Many Americans retire far earlier than expected — and not by choice

American workers by and large believe they’ll retire at 65, the nation’s traditional retirement age. But real life often gets in the way of those plans, with new research finding that the majority actually step back from work far earlier. And for many, it’s not by choice. 

The median retirement age for Americans is actually 62, meaning that the typical worker is stepping back from their career three years earlier than expected, according to new research from the Employee Benefit Research Institute, a nonprofit focused on employee benefit programs. 

The findings underscore the gap between retirement goals and reality. One increasingly popular idea, often promoted by lawmakers and business leaders, is that Americans should work longer so they can better afford their golden years. Because millions of workers are woefully lacking in retirement savings, working longer is seen as a way to solve their funding gap. In reality, however, many U.S. seniors are forced into retirement before they’re ready.  

But even when people want to work longer, they’re not always able to, the new research found.

“It’s hard to make that case that everyone should work longer and that will solve the problems we have in retirement,” Craig Copeland, director of wealth benefits research at EBRI, told CBS MoneyWatch. “That clearly won’t solve all the problems because many people just can’t do it.”

Seven in 10 retirees stopped working before they turned 65, the report found. Overall, about half said they stopped working before they had expected, with the majority blaming reasons out of their control. For instance, about one-third cited a health issue or disability for their earlier-than-expected retirement.

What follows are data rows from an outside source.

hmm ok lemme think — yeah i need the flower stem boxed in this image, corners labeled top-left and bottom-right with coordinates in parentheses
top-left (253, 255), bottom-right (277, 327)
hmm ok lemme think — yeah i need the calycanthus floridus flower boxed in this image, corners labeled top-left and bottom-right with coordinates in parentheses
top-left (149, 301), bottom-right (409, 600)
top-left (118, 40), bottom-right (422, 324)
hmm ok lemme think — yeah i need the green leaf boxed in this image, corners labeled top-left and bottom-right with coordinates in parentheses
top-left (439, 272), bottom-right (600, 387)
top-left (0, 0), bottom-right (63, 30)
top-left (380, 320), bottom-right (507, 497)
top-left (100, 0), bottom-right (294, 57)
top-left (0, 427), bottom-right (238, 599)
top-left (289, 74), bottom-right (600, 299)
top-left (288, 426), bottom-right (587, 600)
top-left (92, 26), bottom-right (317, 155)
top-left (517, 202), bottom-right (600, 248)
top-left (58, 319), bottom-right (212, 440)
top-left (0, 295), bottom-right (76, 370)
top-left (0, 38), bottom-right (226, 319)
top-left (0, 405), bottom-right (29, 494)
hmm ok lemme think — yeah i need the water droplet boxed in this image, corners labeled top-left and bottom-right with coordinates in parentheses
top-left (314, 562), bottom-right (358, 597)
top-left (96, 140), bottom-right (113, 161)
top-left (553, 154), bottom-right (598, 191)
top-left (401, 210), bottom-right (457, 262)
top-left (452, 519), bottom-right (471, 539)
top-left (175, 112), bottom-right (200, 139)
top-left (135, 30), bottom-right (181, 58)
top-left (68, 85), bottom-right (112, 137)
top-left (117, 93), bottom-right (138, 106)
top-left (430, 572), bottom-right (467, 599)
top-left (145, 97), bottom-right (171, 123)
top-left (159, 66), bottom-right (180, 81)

Only about 2 in 5 said they stopped working earlier than expected because they could afford to do so, the research found.

Within that gap between expectations and reality lies the potential for some troubling outcomes. For instance, workers who plan to retire at 65, but are forced to stop working years earlier, might not have enough saved.

Already, many older Americans lack any retirement savings, with a new AARP study finding that 1 in 5 people over 50 have nothing saved for their old age. 

Needed: $1.5 million

The new EBRI study, which polled 1,255 workers and 1,266 retirees in January, found that only about half of workers have calculated how much money they’ll need in retirement. Of those who examined their financial retirement goals, about one-third believe they’ll require at least $1.5 million, EBRI found. 

That jibes with other research that found the typical worker believes they’ll need $1.46 million to retire comfortably.  But in reality, most Americans have far less, with EBRI noting that about one-third of workers currently have less than $50,000 in savings and investments. 

Americans may be picking big numbers because of the rule of thumb that you should have about 10 times your salary saved for retirement, Copeland noted. 

“So if you are making $100,000 or $150,000, $1.5 million is a simple calculation to get you there,” he noted. “They are realistic in what they need, but I’m not sure they are realistic in what they need to save to reach that number, and that’s the issue.”

At the same time, most workers expect Social Security will be a source of income in retirement, EBRI found, even as the benefits program is set to face a funding shortfall in less than a decade. If Social Security isn’t shored up by 2033, retirees could face an across-the-board benefits cut of more than 20%, a worrying issue for workers without much saved for retirement.

Even so, current retirees overall are optimistic about their lives, with EBRI finding that two-thirds said they are living the retirement life they envisioned. 

“It’s pretty positive overall,” Copeland said. “But getting there can be a stressful situation.”